We now examine Olympic 100m dash records. The idea is to see how the winning times have decreased over the years. We will fit a regression model to predict future Olympic records.


In [None]:
olympics = pd.read_csv('https://raw.githubusercontent.com/nurfnick/Data_Sets_For_Stats/master/CuratedDataSets/100mOlympicRecords.csv')

# Extract year using regex and convert to numeric, coercing errors
olympics['Year'] = pd.to_numeric(olympics['Date'].str.extract(r'(\d{4})')[0], errors='coerce')
olympics['Time'] = olympics['Time'].astype(str).str.replace('[^\d.]', '', regex=True)
olympics['Time'] = pd.to_numeric(olympics['Time'], errors='coerce')

men_data = olympics[olympics['Gender']=="Men"].groupby('Year').min().reset_index()

# Drop rows with NaN values in Year or Time before fitting the model
men_data = men_data.dropna(subset=['Year', 'Time'])

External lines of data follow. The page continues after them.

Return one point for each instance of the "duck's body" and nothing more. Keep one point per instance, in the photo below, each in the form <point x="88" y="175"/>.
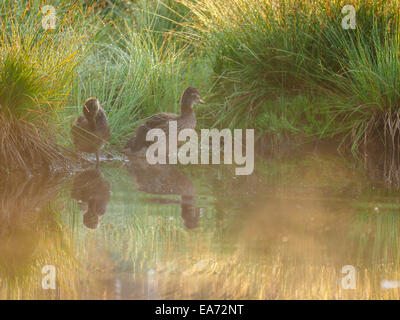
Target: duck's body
<point x="185" y="120"/>
<point x="91" y="130"/>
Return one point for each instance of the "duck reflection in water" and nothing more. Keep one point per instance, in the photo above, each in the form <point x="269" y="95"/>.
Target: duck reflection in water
<point x="93" y="193"/>
<point x="167" y="180"/>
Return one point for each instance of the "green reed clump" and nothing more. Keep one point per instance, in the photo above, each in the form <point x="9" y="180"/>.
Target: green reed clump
<point x="37" y="67"/>
<point x="266" y="51"/>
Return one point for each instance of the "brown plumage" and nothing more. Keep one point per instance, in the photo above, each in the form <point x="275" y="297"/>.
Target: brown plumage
<point x="91" y="130"/>
<point x="185" y="120"/>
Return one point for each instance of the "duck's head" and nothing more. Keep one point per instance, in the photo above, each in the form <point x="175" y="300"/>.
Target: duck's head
<point x="190" y="97"/>
<point x="91" y="108"/>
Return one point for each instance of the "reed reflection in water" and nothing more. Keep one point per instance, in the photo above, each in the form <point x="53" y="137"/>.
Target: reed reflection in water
<point x="283" y="233"/>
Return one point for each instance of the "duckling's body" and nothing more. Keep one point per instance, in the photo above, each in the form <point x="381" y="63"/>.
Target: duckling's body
<point x="91" y="130"/>
<point x="185" y="120"/>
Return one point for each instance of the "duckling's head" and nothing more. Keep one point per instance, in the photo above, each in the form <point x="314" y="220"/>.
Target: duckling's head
<point x="91" y="108"/>
<point x="190" y="97"/>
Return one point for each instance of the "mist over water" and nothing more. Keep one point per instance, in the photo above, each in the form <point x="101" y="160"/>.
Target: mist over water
<point x="137" y="231"/>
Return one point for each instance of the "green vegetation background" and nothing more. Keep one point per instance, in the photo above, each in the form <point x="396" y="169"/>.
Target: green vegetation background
<point x="285" y="68"/>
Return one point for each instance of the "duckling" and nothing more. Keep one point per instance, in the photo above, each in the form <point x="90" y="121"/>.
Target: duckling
<point x="91" y="130"/>
<point x="185" y="120"/>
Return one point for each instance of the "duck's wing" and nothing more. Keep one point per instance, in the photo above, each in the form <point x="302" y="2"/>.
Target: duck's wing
<point x="157" y="121"/>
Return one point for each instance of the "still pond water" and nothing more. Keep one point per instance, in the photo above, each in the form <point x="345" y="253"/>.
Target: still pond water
<point x="134" y="231"/>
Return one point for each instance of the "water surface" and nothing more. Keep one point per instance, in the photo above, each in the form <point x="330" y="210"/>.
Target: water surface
<point x="134" y="231"/>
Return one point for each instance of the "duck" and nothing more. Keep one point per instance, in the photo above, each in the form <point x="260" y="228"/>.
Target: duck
<point x="91" y="129"/>
<point x="185" y="120"/>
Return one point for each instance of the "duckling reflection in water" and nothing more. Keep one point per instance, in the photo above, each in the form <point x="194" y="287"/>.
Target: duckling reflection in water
<point x="93" y="192"/>
<point x="167" y="180"/>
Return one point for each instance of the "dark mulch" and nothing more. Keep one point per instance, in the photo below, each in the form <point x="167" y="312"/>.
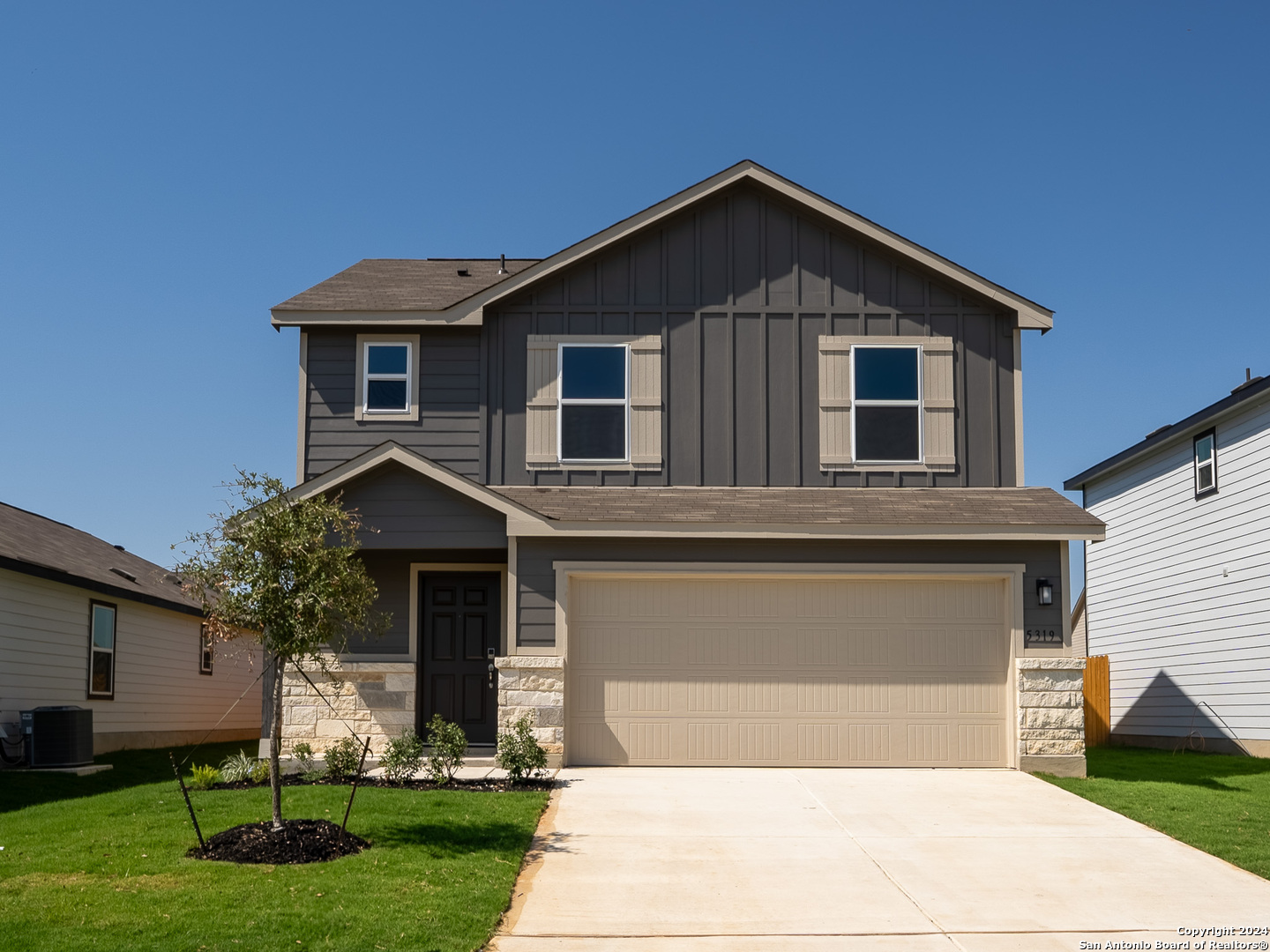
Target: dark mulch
<point x="498" y="786"/>
<point x="299" y="842"/>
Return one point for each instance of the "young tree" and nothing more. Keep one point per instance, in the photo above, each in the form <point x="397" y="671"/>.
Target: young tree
<point x="283" y="571"/>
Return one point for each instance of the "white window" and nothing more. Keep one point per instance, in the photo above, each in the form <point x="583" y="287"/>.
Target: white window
<point x="1206" y="464"/>
<point x="205" y="651"/>
<point x="594" y="403"/>
<point x="101" y="664"/>
<point x="386" y="383"/>
<point x="886" y="404"/>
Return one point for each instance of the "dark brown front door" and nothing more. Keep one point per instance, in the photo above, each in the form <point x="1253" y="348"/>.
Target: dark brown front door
<point x="460" y="622"/>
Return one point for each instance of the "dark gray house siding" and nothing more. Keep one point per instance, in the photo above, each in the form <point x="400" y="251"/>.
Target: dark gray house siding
<point x="741" y="290"/>
<point x="449" y="427"/>
<point x="536" y="576"/>
<point x="401" y="509"/>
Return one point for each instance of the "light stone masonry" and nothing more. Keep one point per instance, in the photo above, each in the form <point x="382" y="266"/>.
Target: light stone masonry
<point x="1052" y="715"/>
<point x="534" y="686"/>
<point x="375" y="698"/>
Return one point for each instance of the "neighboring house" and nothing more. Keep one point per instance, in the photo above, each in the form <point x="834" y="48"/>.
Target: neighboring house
<point x="83" y="622"/>
<point x="1177" y="594"/>
<point x="733" y="481"/>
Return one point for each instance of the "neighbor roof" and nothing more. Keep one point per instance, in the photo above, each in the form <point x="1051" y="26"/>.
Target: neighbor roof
<point x="807" y="505"/>
<point x="1181" y="429"/>
<point x="34" y="545"/>
<point x="404" y="285"/>
<point x="469" y="309"/>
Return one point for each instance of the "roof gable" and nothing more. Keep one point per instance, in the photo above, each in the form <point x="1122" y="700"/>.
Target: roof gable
<point x="470" y="309"/>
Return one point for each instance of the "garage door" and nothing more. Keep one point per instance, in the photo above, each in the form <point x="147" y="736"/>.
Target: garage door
<point x="787" y="672"/>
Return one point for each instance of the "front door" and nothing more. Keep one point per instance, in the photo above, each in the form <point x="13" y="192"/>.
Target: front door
<point x="459" y="639"/>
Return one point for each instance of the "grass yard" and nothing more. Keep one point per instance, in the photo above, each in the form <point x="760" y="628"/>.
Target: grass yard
<point x="1215" y="802"/>
<point x="100" y="863"/>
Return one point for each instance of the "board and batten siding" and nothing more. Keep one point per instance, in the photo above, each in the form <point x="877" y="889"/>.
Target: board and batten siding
<point x="449" y="427"/>
<point x="741" y="290"/>
<point x="158" y="687"/>
<point x="1179" y="593"/>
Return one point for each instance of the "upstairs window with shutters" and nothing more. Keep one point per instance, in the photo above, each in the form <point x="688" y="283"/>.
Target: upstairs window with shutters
<point x="594" y="401"/>
<point x="886" y="403"/>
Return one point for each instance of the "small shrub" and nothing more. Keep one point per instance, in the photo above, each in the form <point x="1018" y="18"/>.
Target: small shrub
<point x="242" y="767"/>
<point x="342" y="758"/>
<point x="449" y="747"/>
<point x="205" y="777"/>
<point x="401" y="756"/>
<point x="519" y="752"/>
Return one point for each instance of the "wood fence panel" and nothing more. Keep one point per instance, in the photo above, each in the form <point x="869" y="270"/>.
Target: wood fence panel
<point x="1097" y="701"/>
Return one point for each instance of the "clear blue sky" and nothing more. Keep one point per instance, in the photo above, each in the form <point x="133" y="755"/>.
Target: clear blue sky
<point x="170" y="172"/>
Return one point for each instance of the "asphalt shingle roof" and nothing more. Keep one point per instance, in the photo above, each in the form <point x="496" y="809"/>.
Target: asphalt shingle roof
<point x="40" y="546"/>
<point x="805" y="505"/>
<point x="404" y="285"/>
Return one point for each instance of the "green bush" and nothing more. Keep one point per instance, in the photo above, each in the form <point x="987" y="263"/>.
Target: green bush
<point x="205" y="777"/>
<point x="449" y="746"/>
<point x="342" y="758"/>
<point x="401" y="756"/>
<point x="519" y="752"/>
<point x="242" y="767"/>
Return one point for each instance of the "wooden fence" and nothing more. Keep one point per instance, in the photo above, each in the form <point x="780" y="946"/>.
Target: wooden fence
<point x="1097" y="701"/>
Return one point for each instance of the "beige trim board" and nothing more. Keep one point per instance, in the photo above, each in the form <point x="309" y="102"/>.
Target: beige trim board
<point x="470" y="310"/>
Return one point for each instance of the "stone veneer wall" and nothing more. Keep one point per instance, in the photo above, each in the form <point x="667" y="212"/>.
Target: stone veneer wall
<point x="1052" y="715"/>
<point x="376" y="698"/>
<point x="534" y="686"/>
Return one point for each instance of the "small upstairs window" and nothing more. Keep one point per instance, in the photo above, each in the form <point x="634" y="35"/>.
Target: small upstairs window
<point x="386" y="387"/>
<point x="594" y="400"/>
<point x="101" y="664"/>
<point x="205" y="651"/>
<point x="1206" y="464"/>
<point x="886" y="404"/>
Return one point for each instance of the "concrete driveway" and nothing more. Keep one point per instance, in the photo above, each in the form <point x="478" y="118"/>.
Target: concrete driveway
<point x="652" y="859"/>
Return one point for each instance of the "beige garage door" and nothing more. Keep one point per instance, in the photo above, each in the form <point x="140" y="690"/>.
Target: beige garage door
<point x="785" y="672"/>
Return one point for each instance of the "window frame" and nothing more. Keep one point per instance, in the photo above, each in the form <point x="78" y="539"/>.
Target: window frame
<point x="562" y="401"/>
<point x="918" y="404"/>
<point x="206" y="652"/>
<point x="1211" y="433"/>
<point x="93" y="651"/>
<point x="404" y="377"/>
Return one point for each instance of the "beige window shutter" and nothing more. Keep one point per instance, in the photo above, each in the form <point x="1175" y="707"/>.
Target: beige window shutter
<point x="938" y="405"/>
<point x="646" y="401"/>
<point x="542" y="400"/>
<point x="834" y="401"/>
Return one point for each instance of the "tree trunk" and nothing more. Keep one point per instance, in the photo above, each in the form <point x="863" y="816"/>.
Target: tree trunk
<point x="280" y="664"/>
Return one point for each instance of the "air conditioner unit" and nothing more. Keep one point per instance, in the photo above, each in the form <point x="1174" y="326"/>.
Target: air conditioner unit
<point x="58" y="736"/>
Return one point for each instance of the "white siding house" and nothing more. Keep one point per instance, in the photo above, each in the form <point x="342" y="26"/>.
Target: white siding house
<point x="1179" y="593"/>
<point x="153" y="682"/>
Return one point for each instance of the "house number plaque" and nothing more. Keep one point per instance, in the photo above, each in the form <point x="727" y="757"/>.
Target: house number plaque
<point x="1042" y="637"/>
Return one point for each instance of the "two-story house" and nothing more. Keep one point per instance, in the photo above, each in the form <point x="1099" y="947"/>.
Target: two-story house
<point x="736" y="480"/>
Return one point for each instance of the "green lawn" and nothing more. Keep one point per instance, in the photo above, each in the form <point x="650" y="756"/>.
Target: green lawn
<point x="100" y="862"/>
<point x="1215" y="802"/>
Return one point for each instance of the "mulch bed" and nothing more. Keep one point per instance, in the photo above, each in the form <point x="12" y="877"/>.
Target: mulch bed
<point x="492" y="785"/>
<point x="299" y="842"/>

# Ensure Year and Time columns are float type
men_data['Year'] = men_data['Year'].astype(float)
men_data['Time'] = men_data['Time'].astype(float)


print("Shape of men_data before model fitting:", men_data.shape)
display(men_data)


X = men_data[['Year']].values # Convert to NumPy array
y = men_data['Time'].values # Convert to NumPy array

lin_model = LinearRegression().fit(X, y)
y_pred = lin_model.predict(X)

plt.scatter(X, y, label="Actual")
plt.plot(X, y_pred, color="red", label="Linear Trend")
plt.xlabel("Year")
plt.ylabel("Winning Time (s)")
plt.legend()
plt.show()

print("R^2:", r2_score(y, y_pred))

### Predictions for 2024 and 2300


In [None]:
future_years = np.array([[2024],[2300]])
pred_times = lin_model.predict(future_years)
print("Predicted Times:", dict(zip(future_years.flatten(), pred_times)))

In [None]:
print("Shape of men_data:", men_data.shape)
display(men_data)

**Discussion:**  
- The linear model shows a steady decrease in sprint times.  
- The prediction for 2024 is reasonable and close to current records.  
- The prediction for 2300 is unrealistic because human physiology imposes limits. A non-linear asymptotic model (e.g., exponential decay or logistic curve) would likely be more valid long-term.